Angler spent months chasing native trout across the West

Posted by WAFWA on January 6, 2022


Angler Daniel Ritz cradles an Arctic grayling before releasing it back into its native waters outside Fairbanks, Alaska. Gaby Mordini, Courtesy of Daniel Ritz

Daniel Ritz expected to scream, shout and throw his hands in the air with joy and excitement when he reeled in his final fish. Instead, catching the Eagle Lake rainbow trout — the last catch of a monthslong journey across the West to learn about native trout species — felt almost anti-climactic.

“I was looking for a sense of closure or achievement,” Ritz said in a phone interview. “But that was never going to happen. The whole point of this is you learn a little bit and you want more. It just makes you more curious.”

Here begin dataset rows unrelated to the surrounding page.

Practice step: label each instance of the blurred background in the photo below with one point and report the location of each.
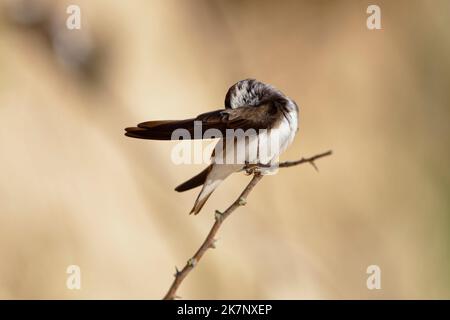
(75, 190)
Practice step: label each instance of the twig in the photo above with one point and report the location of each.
(220, 217)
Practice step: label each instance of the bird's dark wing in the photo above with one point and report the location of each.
(249, 117)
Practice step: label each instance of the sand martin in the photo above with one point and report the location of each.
(250, 106)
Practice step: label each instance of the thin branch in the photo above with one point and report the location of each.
(209, 242)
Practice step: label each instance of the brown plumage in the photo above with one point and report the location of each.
(249, 104)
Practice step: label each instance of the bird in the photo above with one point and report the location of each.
(250, 106)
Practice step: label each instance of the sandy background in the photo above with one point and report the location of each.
(74, 190)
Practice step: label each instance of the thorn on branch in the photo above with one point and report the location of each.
(213, 244)
(177, 272)
(314, 165)
(192, 262)
(218, 215)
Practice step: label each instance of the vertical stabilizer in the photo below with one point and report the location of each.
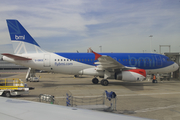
(21, 39)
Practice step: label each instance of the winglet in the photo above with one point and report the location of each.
(96, 54)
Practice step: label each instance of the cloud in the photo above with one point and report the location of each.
(85, 23)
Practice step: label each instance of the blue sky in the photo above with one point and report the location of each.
(116, 25)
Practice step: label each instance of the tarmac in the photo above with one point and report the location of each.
(143, 99)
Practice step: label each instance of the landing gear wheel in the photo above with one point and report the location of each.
(7, 94)
(104, 82)
(95, 80)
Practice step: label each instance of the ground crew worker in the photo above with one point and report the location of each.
(154, 79)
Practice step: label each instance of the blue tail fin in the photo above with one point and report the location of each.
(21, 39)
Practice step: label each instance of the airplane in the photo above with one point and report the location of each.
(14, 109)
(119, 66)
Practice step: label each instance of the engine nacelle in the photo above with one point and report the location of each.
(91, 71)
(131, 75)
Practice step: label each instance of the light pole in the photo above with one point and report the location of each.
(100, 49)
(151, 43)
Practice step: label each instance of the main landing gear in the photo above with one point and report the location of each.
(104, 82)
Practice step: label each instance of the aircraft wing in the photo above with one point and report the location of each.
(14, 109)
(15, 57)
(107, 62)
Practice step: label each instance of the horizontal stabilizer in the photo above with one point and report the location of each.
(15, 57)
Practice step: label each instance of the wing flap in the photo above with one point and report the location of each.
(15, 57)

Ritz, a Boise, Idaho, resident, caught and released the Eagle Lake rainbow trout and 17 other trout species as he took on the Western Native Trout Challenge, an endeavor that pushes anglers to land trout in their native waters. It’s part of an initiative to conserve species whose habitats have been damaged by invasive species, wildfire and other challenges, like the Eagle Lake rainbow.

Ritz started his attempt last spring, traveling to 11 other Western states at a breakneck pace to complete the challenge on Sept. 24. But the 33-year-old said he’s far from finished learning about native North American trout and the threats they face.